Du tsunami vidéo-amateur visible dans Knock at the Cabin, on retient surtout sa référence à la version longue d’Abyss, autre histoire d’eschatologie punitive (humains, devenez meilleurs ou vous serez détruits), et son invraisemblance totale (qui filme ? Pourquoi personne ne fuit ? Comment croire à du direct alors qu’il s’agit forcément d’un enregistrement ?). Alors on se demande si tout ne fonctionnerait pas mieux sans cet éclairage du hors-champ, si dans le huis-clos total de cette maison coupée du monde, le dilemme ne serait pas plus fort… Sauf que ce n’est pas ce dilemme qui intéresse Shyamalan et c’est précisément là que son film s’avère plus ample que l’épisode de La Quatrième dimension auquel son postulat pourrait le restreindre.

Dans Knock at the Cabin, il n’est question que de redonner foi en l’humanité à un homme qui n’a plus aucune raison de l’avoir. C’est tout, mais c’est une tâche colossale à une époque aussi désabusée et fataliste que la nôtre. C’est même un travail de super-héros.

Le quatuor a raison : la fin du monde est proche. Point. Et au grès de flashbacks s’opère un merveilleux glissement (et un rappel : Shyamalan est au moins aussi doué pour filmer l’intimité que pour créer l’effroi). On voit les deux pères, Andrew (Jonathan Groff) et Eric (Ben Aldridge), lors d’une rencontre houleuse avec les parents – homophobes – du second, puis l’adoption heureuse de leur fille Wen, puis un départ en fanfare pour les vacances qui ressemble à une pub… Et sous ce bonheur croissant et apparent, une rancœur enfle, celle d’Eric, rongé par le dégoût de ses parents à son égard, par le mensonge (lors de l’adoption de Wen, il se fait passer pour le frère d’une épouse inventée à Andrew), par une agression homophobe subie dans un bar, par une défiance constante à l’égard de congénères perçus comme hostiles et qui le pousse à s’armer.
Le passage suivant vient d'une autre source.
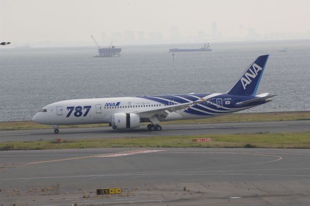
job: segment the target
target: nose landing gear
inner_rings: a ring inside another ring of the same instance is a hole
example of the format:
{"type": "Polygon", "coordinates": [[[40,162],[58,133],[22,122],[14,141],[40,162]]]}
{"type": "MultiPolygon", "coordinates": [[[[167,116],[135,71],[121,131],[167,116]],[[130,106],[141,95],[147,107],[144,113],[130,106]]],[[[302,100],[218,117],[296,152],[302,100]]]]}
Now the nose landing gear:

Knock at the Cabin n’est plus un film à pitch – à tous les sens du terme, film high concept et film sur la manière de le promouvoir – mais un film de procès, et pas exactement le procès de l’humanité (l’intérêt serait limité : il y a des gentils et des méchants, on a compris), plutôt celui de la foi en l’humanité. On y vient. Car Eric est avocat, spécialisé dans la défense des droits de l’Homme, cet Homme en lequel il ne croit plus du tout. « Celui qui sauve une vie sauve le monde entier » scandent La Liste de Schindler et Il faut sauver le soldat Ryan. Shyamalan inverse le moto spielbergien d’inspiration talmudique : celui qui sauve le monde entier sauve une vie. La petite beauté se trouve là. Dans Knock at the Cabin, il n’est question que de redonner foi en l’humanité à un homme qui n’a plus aucune raison de l’avoir. C’est tout, mais c’est une tâche colossale à une époque aussi désabusée et fataliste que la nôtre. C’est même un travail de superhéros et, en ce sens, le sacerdoce du quatuor n’est pas loin de l’ordalie imposée par M. Glass dans Incassable, nous y reviendrons… Si l’avocat des droits de l’Homme qui a toutes les raisons d’être misanthrope y croit, alors les autres suivront peut-être (y compris les puissants qui précipitent notre fin ? Shyamalan ne pose pas la question, il n’est pas dans la lutte des classes, c’est dommage). Et l’humanité ne vaudra pas la peine d’être sauvée ; non, mieux que cela : elle vaudra la peine d’être défendue. Réveillé par ses super-apôtres, le « Super-avocat » succède à l’incassable David Dunn.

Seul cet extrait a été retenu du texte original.